Au-delà de Simandou, le sommet ambitionne de positionner la Guinée comme un centre de réflexion, de décision et d’innovation dans le domaine minier, en Afrique et à l’échelle globale. Il offrira un cadre d’échanges sur les meilleures pratiques en matière de gouvernance minière, de contenus locaux, de transition énergétique, de responsabilité environnementale et sociale, ainsi que de transformation industrielle.

Une vision fondée sur la souveraineté et la valeur ajoutée

Sous le leadership du Président Doumbouya, la politique minière guinéenne connaît une inflexion majeure : il ne s’agit plus seulement d’exploiter les ressources, mais de créer de la valeur sur place, de renforcer les capacités nationales et d’assurer une redistribution équitable des richesses au bénéfice des populations.

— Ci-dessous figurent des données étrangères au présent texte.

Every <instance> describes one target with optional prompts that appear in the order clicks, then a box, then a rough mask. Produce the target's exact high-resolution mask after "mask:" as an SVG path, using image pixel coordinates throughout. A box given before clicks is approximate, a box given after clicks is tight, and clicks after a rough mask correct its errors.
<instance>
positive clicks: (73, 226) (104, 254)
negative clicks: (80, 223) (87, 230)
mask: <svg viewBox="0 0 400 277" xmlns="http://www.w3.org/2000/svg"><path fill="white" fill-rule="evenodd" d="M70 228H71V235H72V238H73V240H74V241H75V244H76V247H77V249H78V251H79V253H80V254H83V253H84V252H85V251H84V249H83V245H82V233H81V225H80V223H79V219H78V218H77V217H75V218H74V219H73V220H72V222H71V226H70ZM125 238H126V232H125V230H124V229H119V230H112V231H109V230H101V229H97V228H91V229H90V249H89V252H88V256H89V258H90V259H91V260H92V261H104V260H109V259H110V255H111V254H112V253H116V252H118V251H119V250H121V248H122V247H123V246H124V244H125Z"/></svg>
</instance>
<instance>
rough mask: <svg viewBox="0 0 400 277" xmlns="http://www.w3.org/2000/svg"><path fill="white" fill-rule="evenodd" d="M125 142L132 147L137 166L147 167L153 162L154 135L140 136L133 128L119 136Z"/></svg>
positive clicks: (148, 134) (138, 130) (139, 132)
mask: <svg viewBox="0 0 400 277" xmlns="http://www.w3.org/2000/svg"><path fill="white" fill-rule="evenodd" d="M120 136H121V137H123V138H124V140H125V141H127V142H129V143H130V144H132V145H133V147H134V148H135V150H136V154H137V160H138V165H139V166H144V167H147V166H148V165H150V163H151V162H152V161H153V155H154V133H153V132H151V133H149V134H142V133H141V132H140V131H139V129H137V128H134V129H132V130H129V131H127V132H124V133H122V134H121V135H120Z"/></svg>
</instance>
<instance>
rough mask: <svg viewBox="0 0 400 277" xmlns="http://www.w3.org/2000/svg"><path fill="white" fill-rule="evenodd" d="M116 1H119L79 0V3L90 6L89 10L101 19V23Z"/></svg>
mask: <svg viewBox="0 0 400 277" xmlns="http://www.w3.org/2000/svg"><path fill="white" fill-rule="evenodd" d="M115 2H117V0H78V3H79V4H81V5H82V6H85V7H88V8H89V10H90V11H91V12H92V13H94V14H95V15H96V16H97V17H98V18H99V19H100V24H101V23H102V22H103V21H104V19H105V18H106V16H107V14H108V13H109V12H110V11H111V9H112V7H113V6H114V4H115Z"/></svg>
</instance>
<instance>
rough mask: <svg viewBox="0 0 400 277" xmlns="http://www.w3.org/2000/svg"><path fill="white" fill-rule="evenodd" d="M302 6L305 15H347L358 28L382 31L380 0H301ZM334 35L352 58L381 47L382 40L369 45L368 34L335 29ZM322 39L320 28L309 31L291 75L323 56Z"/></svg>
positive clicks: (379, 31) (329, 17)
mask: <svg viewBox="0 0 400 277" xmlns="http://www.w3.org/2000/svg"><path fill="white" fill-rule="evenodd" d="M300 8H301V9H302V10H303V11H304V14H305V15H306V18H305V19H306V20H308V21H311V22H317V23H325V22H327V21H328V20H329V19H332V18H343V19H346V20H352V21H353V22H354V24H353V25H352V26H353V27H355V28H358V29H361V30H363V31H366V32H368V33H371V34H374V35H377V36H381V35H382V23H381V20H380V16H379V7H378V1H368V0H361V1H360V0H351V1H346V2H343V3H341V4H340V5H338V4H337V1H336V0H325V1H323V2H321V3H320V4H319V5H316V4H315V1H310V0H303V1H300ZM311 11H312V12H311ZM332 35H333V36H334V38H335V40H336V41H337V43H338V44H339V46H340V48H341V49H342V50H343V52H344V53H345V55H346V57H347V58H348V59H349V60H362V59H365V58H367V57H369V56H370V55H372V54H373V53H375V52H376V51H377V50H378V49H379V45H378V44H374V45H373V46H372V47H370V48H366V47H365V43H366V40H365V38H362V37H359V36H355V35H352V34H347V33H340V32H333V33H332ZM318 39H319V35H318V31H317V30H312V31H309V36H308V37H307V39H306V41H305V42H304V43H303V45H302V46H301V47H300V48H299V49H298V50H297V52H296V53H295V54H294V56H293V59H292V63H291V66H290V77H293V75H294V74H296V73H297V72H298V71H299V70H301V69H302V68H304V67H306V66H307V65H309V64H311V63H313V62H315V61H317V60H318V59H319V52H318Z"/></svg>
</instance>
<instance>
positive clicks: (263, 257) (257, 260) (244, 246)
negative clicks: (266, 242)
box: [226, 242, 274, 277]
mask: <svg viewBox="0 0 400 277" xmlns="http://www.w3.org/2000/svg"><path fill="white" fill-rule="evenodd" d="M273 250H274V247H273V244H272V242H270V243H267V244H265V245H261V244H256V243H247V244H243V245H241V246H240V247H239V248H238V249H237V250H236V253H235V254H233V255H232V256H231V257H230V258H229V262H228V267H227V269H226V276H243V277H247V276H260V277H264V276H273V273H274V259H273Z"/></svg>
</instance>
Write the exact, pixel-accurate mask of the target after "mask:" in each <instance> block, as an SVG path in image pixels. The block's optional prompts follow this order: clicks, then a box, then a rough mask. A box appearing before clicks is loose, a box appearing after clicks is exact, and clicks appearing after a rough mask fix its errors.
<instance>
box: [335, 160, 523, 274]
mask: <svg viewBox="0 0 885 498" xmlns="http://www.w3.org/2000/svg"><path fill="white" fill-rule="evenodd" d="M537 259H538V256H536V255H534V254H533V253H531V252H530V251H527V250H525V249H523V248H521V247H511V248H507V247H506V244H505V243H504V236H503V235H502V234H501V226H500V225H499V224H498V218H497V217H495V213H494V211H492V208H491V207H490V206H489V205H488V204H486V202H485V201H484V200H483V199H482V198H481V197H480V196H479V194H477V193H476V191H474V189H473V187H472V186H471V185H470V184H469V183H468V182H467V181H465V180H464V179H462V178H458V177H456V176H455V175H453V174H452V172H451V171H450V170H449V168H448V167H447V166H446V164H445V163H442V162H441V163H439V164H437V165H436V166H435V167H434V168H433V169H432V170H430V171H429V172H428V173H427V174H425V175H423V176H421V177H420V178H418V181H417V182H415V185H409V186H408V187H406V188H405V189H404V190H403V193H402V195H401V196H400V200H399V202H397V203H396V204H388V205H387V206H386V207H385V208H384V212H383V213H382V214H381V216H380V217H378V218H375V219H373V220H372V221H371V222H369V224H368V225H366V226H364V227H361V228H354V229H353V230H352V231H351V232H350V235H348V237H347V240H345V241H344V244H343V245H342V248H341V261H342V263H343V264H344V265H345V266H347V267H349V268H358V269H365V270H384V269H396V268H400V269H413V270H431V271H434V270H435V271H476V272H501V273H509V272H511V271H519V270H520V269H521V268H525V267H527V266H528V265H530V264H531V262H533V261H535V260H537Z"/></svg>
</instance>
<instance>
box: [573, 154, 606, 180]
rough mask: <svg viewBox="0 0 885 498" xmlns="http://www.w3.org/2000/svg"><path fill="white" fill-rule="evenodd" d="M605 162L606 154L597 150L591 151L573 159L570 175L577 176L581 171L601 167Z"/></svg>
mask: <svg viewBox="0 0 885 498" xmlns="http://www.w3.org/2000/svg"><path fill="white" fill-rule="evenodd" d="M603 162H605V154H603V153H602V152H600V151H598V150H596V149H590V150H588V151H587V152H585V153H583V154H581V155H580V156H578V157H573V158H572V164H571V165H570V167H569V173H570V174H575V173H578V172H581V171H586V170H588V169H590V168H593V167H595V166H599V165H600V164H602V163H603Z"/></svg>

Le SMS 2026 s’inscrit pleinement dans cette vision, en mettant en avant une approche intégrée du développement minier, fondée sur la transparence, la traçabilité, la formation des compétences locales et l’industrialisation progressive de la chaîne de valeur.

La Guinée, futur carrefour minier international

Avec l’organisation du Simandou Mining Summit, la Guinée affirme clairement son ambition de devenir un hub stratégique de l’industrie minière mondiale. Ce rendez-vous international marque une étape décisive dans la diplomatie économique du pays et confirme son retour au premier plan des grandes destinations minières.